Samad Samana : So maybe first, Barak, one for you. Interactions was at a very interesting time. It was kind of the height of the AI commentary. I’m curious maybe what customer conversations following the conference have been like, particularly around some of the new products that you mentioned? And how we should think about maybe the pipeline that’s built out of Interactions this year versus prior years, given the interest levels around AI?

Barak Eilam : Thanks for the question, Samad. So yes, we had a very exciting Interactions. Many of you attended it, and it was well attended beyond our expectations. We actually had many, many hundreds of people more than we expected, but I’m glad we could have accommodated everyone. And the content, of course, was great, both what we have provided, but many customers presented in the different breakout sessions. First, I’ll say, and I mentioned it in my earlier remarks is it created a very significant positive momentum into our pipeline. A lot of opportunities we have now in the pipeline that are progressing nicely started at the event. And many that existed before the event either matured further or even allowed us actually to win some deals in the quarter itself and even more so in July and Q3.

So that’s about that. Specifically, there was a very big interest and a lot of conversation with respect to the introduction of the new models of Enlighten, Enlighten Copilot, Autopilot and Actions. And needless to say that earlier this year, there’s a lot of, call it, hype about generative AI. Things are starting to sink-in and enterprises are starting to realize that the right way for them to adopt it, adopt generative AI is not taking something generic that is not necessarily 100% precise or well secured or well connected to their platform. And they need domain expertise and Enlighten in order to introduce it into their CX environment. And as a result, we indeed see the success as I mentioned on the call with Enlighten, record booking in Q2 — Q2 booking of ENLIGHTEN equal or actually more than the previous 5 quarter together.

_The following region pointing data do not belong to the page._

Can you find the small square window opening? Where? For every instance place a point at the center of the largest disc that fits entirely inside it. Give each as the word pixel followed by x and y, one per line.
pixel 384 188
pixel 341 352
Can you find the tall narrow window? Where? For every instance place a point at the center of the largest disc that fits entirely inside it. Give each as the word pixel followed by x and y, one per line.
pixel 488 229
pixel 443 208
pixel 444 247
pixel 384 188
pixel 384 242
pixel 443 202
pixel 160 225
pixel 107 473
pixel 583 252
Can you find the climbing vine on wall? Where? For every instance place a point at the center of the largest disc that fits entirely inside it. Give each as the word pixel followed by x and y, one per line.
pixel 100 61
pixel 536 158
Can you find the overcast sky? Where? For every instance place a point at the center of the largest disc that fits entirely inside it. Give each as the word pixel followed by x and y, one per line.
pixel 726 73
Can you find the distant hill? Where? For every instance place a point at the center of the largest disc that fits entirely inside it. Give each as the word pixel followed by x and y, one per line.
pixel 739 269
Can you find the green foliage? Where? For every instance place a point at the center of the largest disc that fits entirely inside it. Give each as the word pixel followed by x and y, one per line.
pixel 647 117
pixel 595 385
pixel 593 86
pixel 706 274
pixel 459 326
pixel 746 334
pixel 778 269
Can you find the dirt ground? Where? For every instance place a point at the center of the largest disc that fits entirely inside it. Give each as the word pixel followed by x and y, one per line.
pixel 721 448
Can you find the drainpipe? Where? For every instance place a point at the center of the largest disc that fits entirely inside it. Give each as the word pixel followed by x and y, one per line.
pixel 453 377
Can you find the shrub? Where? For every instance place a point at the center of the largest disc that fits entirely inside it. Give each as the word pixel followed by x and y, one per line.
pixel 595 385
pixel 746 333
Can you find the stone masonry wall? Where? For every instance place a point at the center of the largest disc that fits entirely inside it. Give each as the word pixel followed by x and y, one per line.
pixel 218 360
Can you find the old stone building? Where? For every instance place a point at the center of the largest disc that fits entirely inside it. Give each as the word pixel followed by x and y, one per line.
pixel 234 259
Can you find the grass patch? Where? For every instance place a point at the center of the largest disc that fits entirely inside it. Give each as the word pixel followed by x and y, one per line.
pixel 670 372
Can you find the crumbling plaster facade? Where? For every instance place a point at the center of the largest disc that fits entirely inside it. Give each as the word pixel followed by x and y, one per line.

And we see the momentum continues in the pipeline. So all in all, very successful Interaction, and we are very happy way more successful than previous event that they were successful by themselves as well.

Samad Samana : Great. And then maybe a follow-up for you, Beth. Just looking at the cloud revenue number, growth slowed a little bit. And in terms of dollars added sequentially, it was a bit more modest than you’ve seen from 1Q to 2Q in the last couple of years. I just wanted to maybe understand how we should think about cloud growth. And if there’s anything in the quarter that may be muted that normal seasonality and just how we should think about the rest of the year for cloud revenue specifically.

Beth Gaspich : Yes. Thank you for the question, Samad. We came in with a 23% cloud revenue for the quarter. It was completely aligned with our expectations, and we’re very pleased with that result. In fact, if you look at kind of the competitive environment and some of the other competitors in our space, our growth rate in our cloud is far exceeding what you’re seeing from some of the other players. So we’re very pleased with that growth. With respect to kind of the change from quarter-to-quarter, first, if you look on the last couple of years, you’ll see that, that change between the first quarter and the second in terms of the shift in the growth is pretty typical. And I think looking ahead, one of the things we know is Barak talked about both today and many of the past quarters, we are gaining more and more traction in the large enterprise, which we define as 750 or more agents in the contact centers.